Leela Gandhi leaning on a table and smiling

Gandhi said she would like to bring more international perspectives to the center in future years, transforming it into the “go-to place for interdisciplinarity.” The newly endowed position enables an opportunity to expand work by scholars in the European humanities, Middle East studies, South and East Asian studies, Africana studies and regions in the Global South by establishing colloquia run by faculty from across the University. It will also enable the center to bring scholars with a global perspective to the University for residencies.

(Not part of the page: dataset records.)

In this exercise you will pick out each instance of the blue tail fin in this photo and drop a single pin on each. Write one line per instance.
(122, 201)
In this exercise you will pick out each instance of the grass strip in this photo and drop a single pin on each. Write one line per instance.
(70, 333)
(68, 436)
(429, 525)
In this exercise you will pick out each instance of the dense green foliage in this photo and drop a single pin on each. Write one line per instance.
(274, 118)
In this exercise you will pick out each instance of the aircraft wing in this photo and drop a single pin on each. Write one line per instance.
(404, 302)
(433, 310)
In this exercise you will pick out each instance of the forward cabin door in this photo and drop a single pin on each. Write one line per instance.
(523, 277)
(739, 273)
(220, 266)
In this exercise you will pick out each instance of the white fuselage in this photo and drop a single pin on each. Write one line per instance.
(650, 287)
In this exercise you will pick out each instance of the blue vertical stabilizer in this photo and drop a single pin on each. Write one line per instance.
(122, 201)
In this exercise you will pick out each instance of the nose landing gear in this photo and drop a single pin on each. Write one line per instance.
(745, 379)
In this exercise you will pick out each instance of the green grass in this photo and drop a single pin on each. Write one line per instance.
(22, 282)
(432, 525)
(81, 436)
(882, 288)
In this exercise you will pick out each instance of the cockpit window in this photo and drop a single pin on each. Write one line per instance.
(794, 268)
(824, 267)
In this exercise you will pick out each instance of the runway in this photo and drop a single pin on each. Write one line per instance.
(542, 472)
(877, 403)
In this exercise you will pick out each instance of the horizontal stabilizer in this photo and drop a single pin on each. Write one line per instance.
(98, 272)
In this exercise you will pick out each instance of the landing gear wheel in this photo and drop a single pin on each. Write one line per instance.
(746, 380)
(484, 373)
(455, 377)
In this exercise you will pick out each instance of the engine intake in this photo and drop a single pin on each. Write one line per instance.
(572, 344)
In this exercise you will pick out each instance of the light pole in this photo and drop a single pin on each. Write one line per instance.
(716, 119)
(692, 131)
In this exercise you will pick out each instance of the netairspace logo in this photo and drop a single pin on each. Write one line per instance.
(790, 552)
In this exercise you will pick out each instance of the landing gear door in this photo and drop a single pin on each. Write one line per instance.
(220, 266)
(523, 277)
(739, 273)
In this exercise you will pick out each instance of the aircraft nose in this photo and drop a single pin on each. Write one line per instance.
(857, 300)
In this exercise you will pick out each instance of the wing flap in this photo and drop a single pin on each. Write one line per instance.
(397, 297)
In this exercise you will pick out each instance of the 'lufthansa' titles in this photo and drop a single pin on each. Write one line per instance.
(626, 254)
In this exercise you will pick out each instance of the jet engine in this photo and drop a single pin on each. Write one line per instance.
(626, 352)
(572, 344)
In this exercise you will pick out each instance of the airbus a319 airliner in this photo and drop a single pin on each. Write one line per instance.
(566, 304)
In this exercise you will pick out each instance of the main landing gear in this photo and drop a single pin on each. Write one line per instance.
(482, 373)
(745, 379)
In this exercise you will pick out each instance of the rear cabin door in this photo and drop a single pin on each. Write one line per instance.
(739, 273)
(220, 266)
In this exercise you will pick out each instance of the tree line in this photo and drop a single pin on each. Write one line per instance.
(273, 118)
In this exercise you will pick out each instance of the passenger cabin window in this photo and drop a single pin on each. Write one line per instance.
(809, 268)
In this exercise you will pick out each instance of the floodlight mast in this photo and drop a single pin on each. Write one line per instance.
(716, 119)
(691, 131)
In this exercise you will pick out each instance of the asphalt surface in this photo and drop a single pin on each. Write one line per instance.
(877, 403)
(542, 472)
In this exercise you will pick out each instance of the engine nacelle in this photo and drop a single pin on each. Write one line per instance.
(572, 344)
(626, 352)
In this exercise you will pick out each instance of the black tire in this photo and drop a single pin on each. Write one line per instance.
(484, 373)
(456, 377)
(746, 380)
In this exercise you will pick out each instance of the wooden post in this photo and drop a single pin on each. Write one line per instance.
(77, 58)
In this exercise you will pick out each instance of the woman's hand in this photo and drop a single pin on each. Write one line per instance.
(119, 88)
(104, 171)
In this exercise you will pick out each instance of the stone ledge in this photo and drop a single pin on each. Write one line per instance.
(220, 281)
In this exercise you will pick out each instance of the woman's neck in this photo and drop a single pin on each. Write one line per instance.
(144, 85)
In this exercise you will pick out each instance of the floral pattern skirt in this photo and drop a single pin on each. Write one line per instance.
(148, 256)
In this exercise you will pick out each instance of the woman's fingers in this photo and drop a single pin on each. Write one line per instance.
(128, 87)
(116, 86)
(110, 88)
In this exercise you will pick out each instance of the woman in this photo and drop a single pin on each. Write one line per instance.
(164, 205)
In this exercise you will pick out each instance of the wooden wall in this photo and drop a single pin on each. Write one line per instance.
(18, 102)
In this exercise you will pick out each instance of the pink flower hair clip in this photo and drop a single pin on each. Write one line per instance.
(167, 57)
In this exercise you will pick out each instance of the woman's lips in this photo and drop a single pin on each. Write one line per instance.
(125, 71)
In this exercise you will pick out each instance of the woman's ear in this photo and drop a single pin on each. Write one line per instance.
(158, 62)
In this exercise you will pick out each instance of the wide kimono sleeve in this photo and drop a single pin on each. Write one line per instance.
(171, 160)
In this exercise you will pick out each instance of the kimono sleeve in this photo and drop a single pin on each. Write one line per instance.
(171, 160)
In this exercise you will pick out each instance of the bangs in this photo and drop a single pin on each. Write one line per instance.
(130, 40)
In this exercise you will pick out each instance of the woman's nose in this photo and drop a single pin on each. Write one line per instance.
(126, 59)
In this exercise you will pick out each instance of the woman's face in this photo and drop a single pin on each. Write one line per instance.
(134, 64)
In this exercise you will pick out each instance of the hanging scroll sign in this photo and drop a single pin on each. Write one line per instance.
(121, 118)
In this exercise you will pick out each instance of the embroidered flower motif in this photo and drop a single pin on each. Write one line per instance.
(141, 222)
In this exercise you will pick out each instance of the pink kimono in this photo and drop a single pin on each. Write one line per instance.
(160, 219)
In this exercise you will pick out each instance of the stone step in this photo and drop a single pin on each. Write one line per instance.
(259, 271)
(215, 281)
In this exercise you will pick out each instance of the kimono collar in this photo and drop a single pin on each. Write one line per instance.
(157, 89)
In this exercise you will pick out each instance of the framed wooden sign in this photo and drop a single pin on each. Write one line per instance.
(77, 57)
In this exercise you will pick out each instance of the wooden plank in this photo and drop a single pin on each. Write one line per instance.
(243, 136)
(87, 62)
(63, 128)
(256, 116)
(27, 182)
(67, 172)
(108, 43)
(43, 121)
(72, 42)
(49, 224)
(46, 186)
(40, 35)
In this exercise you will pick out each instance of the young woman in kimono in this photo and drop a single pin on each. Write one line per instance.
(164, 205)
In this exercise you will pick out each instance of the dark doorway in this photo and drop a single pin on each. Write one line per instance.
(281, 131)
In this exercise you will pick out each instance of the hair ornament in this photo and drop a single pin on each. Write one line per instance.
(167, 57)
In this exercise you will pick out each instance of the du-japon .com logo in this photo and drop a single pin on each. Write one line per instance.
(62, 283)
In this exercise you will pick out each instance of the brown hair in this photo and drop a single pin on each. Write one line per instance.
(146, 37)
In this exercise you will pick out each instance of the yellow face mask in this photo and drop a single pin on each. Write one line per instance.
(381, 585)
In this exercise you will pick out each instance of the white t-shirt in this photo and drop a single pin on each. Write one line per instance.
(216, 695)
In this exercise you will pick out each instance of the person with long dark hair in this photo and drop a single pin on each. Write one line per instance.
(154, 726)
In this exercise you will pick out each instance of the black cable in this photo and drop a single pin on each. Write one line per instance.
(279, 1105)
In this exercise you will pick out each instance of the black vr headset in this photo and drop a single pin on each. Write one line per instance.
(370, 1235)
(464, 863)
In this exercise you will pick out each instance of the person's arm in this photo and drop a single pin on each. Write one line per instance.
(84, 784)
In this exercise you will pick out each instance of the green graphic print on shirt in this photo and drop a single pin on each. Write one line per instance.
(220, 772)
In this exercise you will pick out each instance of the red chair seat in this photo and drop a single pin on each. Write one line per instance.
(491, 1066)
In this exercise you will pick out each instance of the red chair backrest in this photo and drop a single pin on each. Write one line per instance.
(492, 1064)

“One of the most ample ways of doing gender and sexuality studies is in alliance with associated fields,” Gandhi said. “These are resources we didn’t have before to bring in people to be with us and work with us — not just visit but be here, and participate.”

Gandhi also plans to further develop one of the center’s key initiatives, the Black Feminist Theory Project, by focusing on bringing to the center feminist scholars of color, ranging from fellows to emerging and established scholars. She envisions formulating a yearlong program that extends the work of the project with colloquia and seminars, she said.

“ I wanted to do this now. I wanted to make a stand, and now I get to watch what happens. ”

Shauna McKee Stark Class of 1976 graduate

Fighting for gender equity, 40 years later

An independent investor who began her career as a financial analyst and later became a financial planning manager, Shauna Stark was the founding investor of the Establishment, a feminist alternative news and culture site that launched in 2015. Currently, she also is a director of Empress Media.

Extending the Pembroke Center’s reach and expanding its programming on the foundation of an endowed directorship is a fitting way to celebrate its 40th anniversary, Stark noted. The current moment is also, she pointed out, a reminder of the ease with which women’s gains can be diminished.

Noting that “women have suffered the most, economically,” during the pandemic, Stark said witnessing recent rollbacks on women’s gains over the past 30 years, and the ensuing impact on women who are essential workers and caregivers, led to her “desire to do something big and something permanent in 2020,” which is when she decided to commit to endowing the directorship.

“I wanted to do this now,” Stark said. “I wanted to make a stand, and now I get to watch what happens.”

Combating setbacks and ensuring that the work women perform is not invisible or undervalued is not new to Stark. Over the years, she has made the Pembroke Center her philanthropic priority and supported initiatives including the Pembroke Center Archives, which make visible and accessible the papers of major feminist scholars and the history of women at Brown and in Rhode Island. Stark also established a postdoctoral fellowship in 2019. That program continually refreshes the gender and sexuality studies curriculum at Brown while enabling emerging scholars to advance their research in a manner that impacts how society understands and thinks about women and historically underrepresented groups.

Now, by endowing the directorship, Stark strengthens an approach to research at Pembroke that acknowledges how various forms of inequality operate together and exacerbate each other.

“I had a real, personal stake in saying I’d make this permanent,” Stark said of the directorship. “The Pembroke Center is a vibrant place of feminist scholarship. I want students to feel that, to see it and to take advantage of all its programs. An endowed directorship ensures permanence and sends a message that the center will not be marginalized, that its work will continue.”